There was a conflict about Buddhist and Muslim in Myanmar that was brought to the discussion. Ambassador U Kyaw explained that the conflict is about immigration problem. It is also a culture clash between Buddhism and Muslim. The president is going to solve this issue because it is common in Myanmar to have many religions. Another issue that was brought to the speaker’s attention is about Aung San Suu Kyi, the Burmese opposition politician and chairperson of the National League Democracy in Burma. Priscilla commented that Suu Kyi is a great influencer and she is also a great and remarkable leader. About the election and her presidency in the next 2015 election, Priscilla cannot further comments because the decision is up to the parliament.

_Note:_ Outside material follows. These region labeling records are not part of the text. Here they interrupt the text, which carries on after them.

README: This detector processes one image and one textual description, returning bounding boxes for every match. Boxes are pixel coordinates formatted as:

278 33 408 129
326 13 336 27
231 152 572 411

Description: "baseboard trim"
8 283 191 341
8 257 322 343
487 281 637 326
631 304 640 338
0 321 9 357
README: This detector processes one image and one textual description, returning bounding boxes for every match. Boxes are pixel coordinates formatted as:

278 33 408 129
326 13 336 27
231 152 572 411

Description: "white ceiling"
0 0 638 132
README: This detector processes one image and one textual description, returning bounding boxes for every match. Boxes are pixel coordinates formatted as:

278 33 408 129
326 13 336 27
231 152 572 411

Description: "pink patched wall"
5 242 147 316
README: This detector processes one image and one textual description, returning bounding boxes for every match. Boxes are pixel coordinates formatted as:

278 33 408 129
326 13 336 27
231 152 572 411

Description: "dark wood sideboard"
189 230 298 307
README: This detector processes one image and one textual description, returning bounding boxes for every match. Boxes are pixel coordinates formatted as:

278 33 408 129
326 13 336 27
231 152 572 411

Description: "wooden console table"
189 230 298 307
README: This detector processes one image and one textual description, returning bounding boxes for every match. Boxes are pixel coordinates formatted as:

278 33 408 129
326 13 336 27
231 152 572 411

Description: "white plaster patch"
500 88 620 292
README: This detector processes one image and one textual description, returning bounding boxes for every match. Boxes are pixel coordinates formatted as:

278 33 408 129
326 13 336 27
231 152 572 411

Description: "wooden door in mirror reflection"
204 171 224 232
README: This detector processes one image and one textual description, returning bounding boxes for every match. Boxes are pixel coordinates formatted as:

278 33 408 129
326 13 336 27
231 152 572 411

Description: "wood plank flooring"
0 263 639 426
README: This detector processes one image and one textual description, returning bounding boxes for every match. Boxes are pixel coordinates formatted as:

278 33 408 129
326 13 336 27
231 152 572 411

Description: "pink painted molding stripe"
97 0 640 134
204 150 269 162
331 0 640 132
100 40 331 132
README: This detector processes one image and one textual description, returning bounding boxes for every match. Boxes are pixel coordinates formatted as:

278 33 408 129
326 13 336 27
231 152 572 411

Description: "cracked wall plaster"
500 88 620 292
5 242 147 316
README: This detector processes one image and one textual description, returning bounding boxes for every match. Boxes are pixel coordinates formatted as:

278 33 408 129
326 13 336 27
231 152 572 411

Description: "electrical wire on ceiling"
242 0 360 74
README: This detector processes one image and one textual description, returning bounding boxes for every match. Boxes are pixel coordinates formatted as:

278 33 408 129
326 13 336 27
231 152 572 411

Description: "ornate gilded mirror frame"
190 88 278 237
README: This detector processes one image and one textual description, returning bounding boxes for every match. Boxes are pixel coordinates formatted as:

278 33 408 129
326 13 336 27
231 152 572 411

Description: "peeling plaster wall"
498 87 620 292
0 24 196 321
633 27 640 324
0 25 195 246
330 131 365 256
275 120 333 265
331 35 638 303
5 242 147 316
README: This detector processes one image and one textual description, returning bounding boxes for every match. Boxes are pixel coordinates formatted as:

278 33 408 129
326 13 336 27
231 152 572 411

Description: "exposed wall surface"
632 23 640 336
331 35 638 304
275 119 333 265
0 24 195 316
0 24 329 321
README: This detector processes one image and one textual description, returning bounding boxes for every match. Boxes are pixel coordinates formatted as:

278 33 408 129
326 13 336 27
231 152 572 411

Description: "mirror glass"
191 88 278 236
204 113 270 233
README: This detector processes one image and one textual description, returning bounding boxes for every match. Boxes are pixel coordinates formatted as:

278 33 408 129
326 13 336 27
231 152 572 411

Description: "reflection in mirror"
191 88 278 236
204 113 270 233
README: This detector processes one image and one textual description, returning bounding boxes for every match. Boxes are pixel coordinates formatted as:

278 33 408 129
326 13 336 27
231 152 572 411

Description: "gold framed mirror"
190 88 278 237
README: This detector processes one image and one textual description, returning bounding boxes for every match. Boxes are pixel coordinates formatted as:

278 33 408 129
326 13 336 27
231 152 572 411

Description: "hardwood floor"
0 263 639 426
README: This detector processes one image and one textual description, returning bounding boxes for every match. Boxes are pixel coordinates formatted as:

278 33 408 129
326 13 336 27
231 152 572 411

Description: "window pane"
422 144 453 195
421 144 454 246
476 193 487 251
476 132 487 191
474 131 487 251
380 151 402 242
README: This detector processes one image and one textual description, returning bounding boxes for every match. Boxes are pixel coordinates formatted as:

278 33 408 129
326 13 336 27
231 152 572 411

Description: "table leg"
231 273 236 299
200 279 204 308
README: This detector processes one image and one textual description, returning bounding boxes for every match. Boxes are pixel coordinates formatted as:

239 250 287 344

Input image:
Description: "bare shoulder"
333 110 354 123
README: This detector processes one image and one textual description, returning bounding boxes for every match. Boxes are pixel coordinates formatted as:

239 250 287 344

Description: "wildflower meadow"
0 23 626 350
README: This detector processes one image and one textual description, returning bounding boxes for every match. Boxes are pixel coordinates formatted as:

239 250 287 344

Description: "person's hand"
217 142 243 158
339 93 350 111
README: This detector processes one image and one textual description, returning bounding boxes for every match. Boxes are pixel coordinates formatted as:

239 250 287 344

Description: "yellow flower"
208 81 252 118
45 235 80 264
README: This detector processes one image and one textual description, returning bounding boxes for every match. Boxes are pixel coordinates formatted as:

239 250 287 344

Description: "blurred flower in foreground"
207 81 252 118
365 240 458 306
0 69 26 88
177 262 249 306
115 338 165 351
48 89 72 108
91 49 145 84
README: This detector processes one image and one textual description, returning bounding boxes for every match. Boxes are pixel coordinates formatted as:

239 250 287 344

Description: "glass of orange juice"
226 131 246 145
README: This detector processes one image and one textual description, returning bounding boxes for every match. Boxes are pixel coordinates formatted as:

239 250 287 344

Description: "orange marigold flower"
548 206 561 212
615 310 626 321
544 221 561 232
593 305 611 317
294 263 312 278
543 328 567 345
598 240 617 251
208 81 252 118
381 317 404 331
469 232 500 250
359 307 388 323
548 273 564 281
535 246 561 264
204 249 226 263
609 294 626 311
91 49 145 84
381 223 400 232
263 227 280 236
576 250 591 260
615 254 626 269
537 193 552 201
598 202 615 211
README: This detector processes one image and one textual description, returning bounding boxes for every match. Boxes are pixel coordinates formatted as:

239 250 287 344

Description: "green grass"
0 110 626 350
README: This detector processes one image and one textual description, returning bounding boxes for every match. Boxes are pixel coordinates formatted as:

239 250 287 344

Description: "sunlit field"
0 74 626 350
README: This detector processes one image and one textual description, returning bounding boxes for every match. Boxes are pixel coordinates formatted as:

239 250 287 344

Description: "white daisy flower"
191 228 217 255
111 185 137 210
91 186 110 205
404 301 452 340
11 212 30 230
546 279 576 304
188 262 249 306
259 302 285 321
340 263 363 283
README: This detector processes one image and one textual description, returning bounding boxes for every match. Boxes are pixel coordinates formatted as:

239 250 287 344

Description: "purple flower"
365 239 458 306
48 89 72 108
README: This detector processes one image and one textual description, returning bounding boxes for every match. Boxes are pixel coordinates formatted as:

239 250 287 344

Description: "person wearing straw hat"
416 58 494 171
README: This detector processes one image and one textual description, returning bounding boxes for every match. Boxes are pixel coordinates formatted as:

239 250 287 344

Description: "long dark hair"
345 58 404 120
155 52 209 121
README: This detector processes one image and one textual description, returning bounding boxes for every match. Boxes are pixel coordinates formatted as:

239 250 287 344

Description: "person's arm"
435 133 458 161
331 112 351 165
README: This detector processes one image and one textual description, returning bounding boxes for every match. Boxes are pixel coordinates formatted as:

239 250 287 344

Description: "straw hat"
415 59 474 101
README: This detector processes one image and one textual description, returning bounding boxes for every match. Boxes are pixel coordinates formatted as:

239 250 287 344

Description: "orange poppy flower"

The discussion was ended by a remark from Ambassador U Kyaw about the Myanmar’s expatriates in United States. The government of Myanmar encourages the expatriates to continue their support to their home country. Howard is also commented that U.S. government is currently working on the Permanent Residence status for the Myanmar expats who want to stay in the United States. Priscilla also commented that the bonding between Myanmar people in United States and in their home country is strong. It is advisable to continue maintaining the connection between expats and their relatives in Myanmar in order to rebuild their country from the conflicts.